White first emerged on the national political scene in 1896 with “What’s the Matter With Kansas?” The editorial criticized Populist leaders for allowing the state to slip into economic stagnation, and established White as a spokesman for small-town, Midwestern ideals.

His outspoken nature, which culminated in three Pulitzer Prizes, earned him the respect of some of the period’s most revered politicians, including Theodore Roosevelt, with whom White helped found the Bull-Moose Party in 1912.

Several presidents, Roosevelt among them, visited White at his log cabin in Colorado, at home in Emporia and even here in Lawrence, Wright says.

Despite the famous friends and national accolades, White remained in Emporia and at the Gazette — angered by the Ku Klux Klan’s emergence in the state, he made an unsuccessful run at the governorship in 1924, but still managed to run the Klan out of the Emporia area, Wright says — until his dying days.

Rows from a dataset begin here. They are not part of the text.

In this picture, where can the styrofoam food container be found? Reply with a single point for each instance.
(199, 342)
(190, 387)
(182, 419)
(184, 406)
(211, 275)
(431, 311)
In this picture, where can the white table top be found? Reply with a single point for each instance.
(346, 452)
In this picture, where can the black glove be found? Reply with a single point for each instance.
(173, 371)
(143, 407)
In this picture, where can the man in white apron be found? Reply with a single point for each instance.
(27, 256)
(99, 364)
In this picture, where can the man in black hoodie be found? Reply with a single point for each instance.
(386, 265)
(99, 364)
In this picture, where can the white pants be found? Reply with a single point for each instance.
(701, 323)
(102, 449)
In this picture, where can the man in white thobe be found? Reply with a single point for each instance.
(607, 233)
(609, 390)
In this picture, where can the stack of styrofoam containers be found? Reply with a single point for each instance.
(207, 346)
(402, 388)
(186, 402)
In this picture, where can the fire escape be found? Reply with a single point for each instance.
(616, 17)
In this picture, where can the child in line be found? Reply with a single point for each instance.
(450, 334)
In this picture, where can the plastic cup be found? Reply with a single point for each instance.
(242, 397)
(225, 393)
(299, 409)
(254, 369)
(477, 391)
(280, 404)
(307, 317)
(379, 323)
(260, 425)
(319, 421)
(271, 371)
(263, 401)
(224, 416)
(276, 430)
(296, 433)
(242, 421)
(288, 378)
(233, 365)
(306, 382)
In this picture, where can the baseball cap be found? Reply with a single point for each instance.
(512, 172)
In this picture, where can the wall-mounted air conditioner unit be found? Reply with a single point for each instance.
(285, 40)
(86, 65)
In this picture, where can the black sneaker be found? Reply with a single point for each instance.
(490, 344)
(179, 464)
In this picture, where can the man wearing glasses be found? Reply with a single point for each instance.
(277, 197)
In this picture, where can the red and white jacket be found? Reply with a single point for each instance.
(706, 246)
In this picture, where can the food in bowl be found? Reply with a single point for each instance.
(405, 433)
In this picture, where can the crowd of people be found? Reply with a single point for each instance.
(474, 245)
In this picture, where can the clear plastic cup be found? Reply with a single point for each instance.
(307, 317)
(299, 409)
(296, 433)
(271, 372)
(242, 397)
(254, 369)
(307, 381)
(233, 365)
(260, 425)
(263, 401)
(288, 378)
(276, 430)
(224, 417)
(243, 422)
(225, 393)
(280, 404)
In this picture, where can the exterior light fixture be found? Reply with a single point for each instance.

“A lot of people tried to persuade him to move to New York, to try to make more of a ‘success’ of himself. But he was, in his heart, a country boy,” Wright says. “He loved the people of Emporia and the county. He wanted to reflect them and their views. And frankly, that’s what attracted all these presidents and political figures to Emporia and to William Allen White — he spoke his mind.”

After more than three decades playing the small-town editor, that sense of Kansas pride has rubbed off on Wright, who says the role has been hugely influential in his life.

After all, the Ohio native has lived the majority of his adult life in Lawrence, returning to KU after earning his Ph.D. and spending eight years teaching at University of Texas and University of Oklahoma.

Wright retired in 2011 after 35 years with KU’s theater department — a move that he says has given him more time to devote to projects such as “The Sage of Emporia.”

He’s just a few years short of 74, the age at which White is depicted in the play. But with age comes wisdom, says Wright, who now finds he’s more “comfortable” in the White role than he was at 38 when the play premiered.

“At 72, it’s a little harder to have the lines stay with you,” Wright admits. “But I do it, I guess, because the man is so full of joy. And if I can share my interpretation of him with audiences as long as I seem to enjoy that, I’ll probably keep doing it.”